Wishing that it's as casual as in US here (ally mcbeal?), seeing therapists, psychologists, and psychiatrists. Here, when they hear you are seeing someone it's like you are 'kuku', woodbridge material and dangerous. Sometimes, honestly, it's not just about being happy and positive. Depressed people, are just irrationally unable to be happy (to them, it's logical to be unhappy).

Mental illness is an illness too.

Personal experience. I have had the belief that I am strong enough to get out of depression myself, and I also wanted to prove it to the world, and my future employers that I can; that I'm better than depression, that I will not be a burden to anyone because of it. On hindsight, it's silly really, looking at the path of destruction I've left in my life, and lives of people around me. Or perhaps I was just too proud and stubborn.

After battling approximately twenty years of dysthymia, pure-ocd, manic depression I've surrendered that sometimes, just fighting with your mind isn't enough. Serotonin deficiency really does very scary things to a person's mind. Unfortunate genes. Haha.

Urm, now I feel it's better to seek help even with a minor depression. Let the professionals decide.
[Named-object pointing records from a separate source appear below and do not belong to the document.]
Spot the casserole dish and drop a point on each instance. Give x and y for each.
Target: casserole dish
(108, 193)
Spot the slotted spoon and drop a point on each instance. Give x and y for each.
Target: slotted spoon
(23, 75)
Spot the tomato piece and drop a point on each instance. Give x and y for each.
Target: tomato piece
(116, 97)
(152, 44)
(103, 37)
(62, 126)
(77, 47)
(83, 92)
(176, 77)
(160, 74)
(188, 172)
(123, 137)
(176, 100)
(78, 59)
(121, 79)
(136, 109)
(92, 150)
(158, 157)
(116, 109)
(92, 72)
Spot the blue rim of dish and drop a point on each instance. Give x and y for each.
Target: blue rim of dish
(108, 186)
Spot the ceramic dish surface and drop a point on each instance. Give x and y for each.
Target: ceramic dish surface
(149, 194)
It'll be too late a few years down the road, with all the mess at work or school and in relationships you may have caused along the way, being all debilitated and unstable.

:P Just trying to give another perspective.

(sorry, i realise i rambled.)

 
At 11:12 pm Blogger BiharX said...

The types of depression and explanation is very good ideed.
Other thoughts from the BMJ journal include.

Facts about Stress:--
Psychological stress (such as a life event like bereavement) is known to be implicated in the onset and course of major depressive disorder

Events in the brain determine whether stress is followed by depression, and a triad of neurochemical responses (to steroids, amines, and peptides) seems to be involved

Changes in stress responsive steroid hormones are important—increased cortisol may alter mood and can damage the brain, while reduced levels of dehydroepiandrosterone (DHEA) may contribute since it is a natural cortisol antagonist

Brain serotonin, and other amines such as noradrenaline, respond to stress and may alter the brain's vulnerability to stress induced malfunction

Peptides such as corticotrophin releasing factor are potent regulators of the adaptive response to stress, and changes in peptides in parts of the brain known to be linked with emotional responses (such as the amygdala) may precipitate depressive illness

Understanding depression and finding new avenues for its treatment depend on combining social, psychological, and neurochemical information about stress and its consequences for mental health.